Beginning on September 1, 2019 for nine months, the College Park Metrobus loop was temporarily closed for construction of the Purple line at College Park station having all stops located along River Road. As of a result, route R12's bus stops were moved onto River Road in order to serve the station. There were no detours that affected route R12.

During the COVID-19 pandemic, the R12 was relegated to operate on its Saturday supplemental schedule beginning on March 16, 2020. However beginning on March 18, 2020, the route was further reduced to operate on its regular Saturday schedule with the supplemental trips not operating and having no Saturday service when WMATA implemented its modified Sunday schedule and regular Sunday service during the weekends. Additional service was brought back on August 23, 2020; however, Saturday service remained suspended.

On September 26, 2020, WMATA proposed to eliminate all route R12 Saturday service and reduce weekday service to only every 60 minutes due to low federal funding. However on March 14, 2021, all route R12 Saturday service was restored.

On September 5, 2021, full service was restored on the R12. On May 29, 2022, Saturday service was increased to operate earlier.

On June 12, 2022, service to the east side of College Park station resumed with buses serving Bus Bay G.

In 2024 during WMATA's FY2024 Budget crisis, WMATA proposed to eliminate all R12 service. However on April 25, 2024, Metro’s Board of Directors approved a $4.8 billion capital and operating budget which avoided service cuts.

===Better Bus Redesign===
In 2022, WMATA launched its Better Bus Redesign project, which aimed to redesign the entire Metrobus Network and is the first full redesign of the agency's bus network in its history.

In April 2023, WMATA launched its Draft Visionary Network. As part of the drafts, WMATA proposed to keep the R12 mostly the same, except the route was to serve the Berwyn Heights neighborhood between the Beltway Plaza Mall loop, and Westchester Park via Pontiac Street, Cunningham Drive, Berwyn Road, 57th Avenue, Quebec Street, and 60th Avenue, essentially swapping routing with TheBus Route 16. The line would be named Route MD253.

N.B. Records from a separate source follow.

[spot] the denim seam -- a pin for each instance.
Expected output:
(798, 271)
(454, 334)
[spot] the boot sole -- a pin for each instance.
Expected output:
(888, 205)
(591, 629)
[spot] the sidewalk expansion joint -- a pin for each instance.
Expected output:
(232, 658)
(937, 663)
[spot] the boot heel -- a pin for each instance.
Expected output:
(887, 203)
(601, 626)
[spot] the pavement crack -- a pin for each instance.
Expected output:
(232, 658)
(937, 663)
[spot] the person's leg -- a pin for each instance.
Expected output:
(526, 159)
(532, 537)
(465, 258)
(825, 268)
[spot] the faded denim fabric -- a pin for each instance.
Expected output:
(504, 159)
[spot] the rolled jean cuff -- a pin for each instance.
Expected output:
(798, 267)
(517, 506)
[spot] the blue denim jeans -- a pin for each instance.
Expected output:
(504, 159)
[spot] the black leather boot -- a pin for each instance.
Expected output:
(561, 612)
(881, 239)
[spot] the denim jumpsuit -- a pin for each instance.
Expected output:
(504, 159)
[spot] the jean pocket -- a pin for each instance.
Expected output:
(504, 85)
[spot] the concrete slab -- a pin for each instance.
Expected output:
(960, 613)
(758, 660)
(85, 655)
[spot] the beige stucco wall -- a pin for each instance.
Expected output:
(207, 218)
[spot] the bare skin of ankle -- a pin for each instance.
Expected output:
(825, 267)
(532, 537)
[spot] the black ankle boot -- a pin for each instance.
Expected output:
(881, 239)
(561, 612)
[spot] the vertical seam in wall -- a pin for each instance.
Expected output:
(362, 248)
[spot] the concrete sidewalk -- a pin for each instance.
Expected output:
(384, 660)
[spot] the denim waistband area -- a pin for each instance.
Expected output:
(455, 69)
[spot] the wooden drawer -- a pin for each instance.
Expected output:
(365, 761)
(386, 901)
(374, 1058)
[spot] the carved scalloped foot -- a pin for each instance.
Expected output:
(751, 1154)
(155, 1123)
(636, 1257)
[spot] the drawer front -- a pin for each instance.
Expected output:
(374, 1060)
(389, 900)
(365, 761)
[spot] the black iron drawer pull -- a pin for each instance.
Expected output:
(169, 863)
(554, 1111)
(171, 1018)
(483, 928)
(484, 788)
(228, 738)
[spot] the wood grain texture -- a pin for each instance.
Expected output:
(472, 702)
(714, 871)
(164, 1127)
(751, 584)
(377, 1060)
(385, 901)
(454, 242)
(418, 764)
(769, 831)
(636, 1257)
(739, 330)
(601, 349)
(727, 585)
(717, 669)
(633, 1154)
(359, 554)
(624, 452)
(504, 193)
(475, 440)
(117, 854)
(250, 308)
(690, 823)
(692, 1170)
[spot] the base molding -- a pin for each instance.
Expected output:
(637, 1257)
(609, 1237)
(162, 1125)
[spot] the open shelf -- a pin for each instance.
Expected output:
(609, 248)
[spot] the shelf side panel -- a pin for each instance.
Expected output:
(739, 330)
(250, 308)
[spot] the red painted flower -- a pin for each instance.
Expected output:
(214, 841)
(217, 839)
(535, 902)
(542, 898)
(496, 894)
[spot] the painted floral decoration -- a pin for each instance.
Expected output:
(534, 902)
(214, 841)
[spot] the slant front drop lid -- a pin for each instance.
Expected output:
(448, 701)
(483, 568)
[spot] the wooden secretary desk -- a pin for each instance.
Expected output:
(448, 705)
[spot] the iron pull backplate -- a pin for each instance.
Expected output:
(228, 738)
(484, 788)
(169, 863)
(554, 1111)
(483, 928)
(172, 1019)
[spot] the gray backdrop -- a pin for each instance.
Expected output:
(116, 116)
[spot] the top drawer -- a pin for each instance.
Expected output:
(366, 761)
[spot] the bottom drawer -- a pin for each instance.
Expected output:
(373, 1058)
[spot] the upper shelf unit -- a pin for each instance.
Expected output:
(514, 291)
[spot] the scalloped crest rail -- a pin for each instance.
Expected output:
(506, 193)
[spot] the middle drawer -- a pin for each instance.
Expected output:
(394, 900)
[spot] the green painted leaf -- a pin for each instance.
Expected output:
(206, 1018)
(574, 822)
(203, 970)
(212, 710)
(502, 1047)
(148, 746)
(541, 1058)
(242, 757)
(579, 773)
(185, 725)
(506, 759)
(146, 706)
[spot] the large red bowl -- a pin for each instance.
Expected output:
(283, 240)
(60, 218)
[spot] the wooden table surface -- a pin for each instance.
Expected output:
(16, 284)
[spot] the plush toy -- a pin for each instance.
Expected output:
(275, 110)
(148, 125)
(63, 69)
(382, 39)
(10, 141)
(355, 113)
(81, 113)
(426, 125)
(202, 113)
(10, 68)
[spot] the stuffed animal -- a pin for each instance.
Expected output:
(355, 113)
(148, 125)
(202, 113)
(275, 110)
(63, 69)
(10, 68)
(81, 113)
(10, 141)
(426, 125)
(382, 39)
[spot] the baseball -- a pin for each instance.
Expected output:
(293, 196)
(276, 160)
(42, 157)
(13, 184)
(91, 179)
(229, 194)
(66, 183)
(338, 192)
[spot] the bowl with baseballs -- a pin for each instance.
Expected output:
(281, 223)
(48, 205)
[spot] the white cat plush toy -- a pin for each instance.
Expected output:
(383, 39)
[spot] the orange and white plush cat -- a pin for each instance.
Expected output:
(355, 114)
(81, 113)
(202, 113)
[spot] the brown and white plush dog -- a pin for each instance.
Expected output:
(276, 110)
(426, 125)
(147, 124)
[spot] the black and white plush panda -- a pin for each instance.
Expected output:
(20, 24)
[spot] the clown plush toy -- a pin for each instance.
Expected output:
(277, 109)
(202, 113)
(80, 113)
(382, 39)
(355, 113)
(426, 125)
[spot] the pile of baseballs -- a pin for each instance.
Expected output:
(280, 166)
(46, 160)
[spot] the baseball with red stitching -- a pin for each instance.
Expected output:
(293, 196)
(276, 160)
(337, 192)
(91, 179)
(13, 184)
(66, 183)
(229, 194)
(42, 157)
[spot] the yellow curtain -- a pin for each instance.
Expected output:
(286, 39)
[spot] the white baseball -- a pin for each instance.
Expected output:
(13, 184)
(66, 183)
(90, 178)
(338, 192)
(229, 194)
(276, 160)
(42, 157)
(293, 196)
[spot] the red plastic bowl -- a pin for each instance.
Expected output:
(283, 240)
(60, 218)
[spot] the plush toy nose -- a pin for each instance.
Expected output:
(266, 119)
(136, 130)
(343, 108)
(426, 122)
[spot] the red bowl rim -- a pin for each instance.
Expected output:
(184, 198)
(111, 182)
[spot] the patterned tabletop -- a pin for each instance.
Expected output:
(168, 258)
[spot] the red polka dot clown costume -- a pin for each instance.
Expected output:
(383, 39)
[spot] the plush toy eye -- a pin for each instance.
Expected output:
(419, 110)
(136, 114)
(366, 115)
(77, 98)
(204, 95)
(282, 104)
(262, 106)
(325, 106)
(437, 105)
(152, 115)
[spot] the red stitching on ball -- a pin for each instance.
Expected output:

During WMATA's Revised Draft Visionary Network, WMATA renamed the MD253 to Route P14, and it would be modified in Berwyn Heights to no longer serve Berwyn Road, 57th Avenue, or Quebec Street. The route would also no longer operate to the Beltway Plaza Loop, and would instead remain on Cherrywood Lane. WMATA would also include new Sunday service on the proposed P14, something the R12 never had. The change was then proposed during WMATA's 2025 Proposed Network.

On November 21, 2024, WMATA approved its Better Bus Redesign Network, with service on the Kenilworth Avenue Line being simplified.

Beginning on June 29, 2025, Route R12 routing was mostly kept the same, except it was modified to serve the Berwyn Heights neighborhood via Pontiac Street, Cunningham Drive, and 60th Avenue, swapping routing with TheBus Route 16, which was rerouted to serve the Beltway Plaza Mall loop. The R12 was also renamed Route P14 and added brand new Sunday service.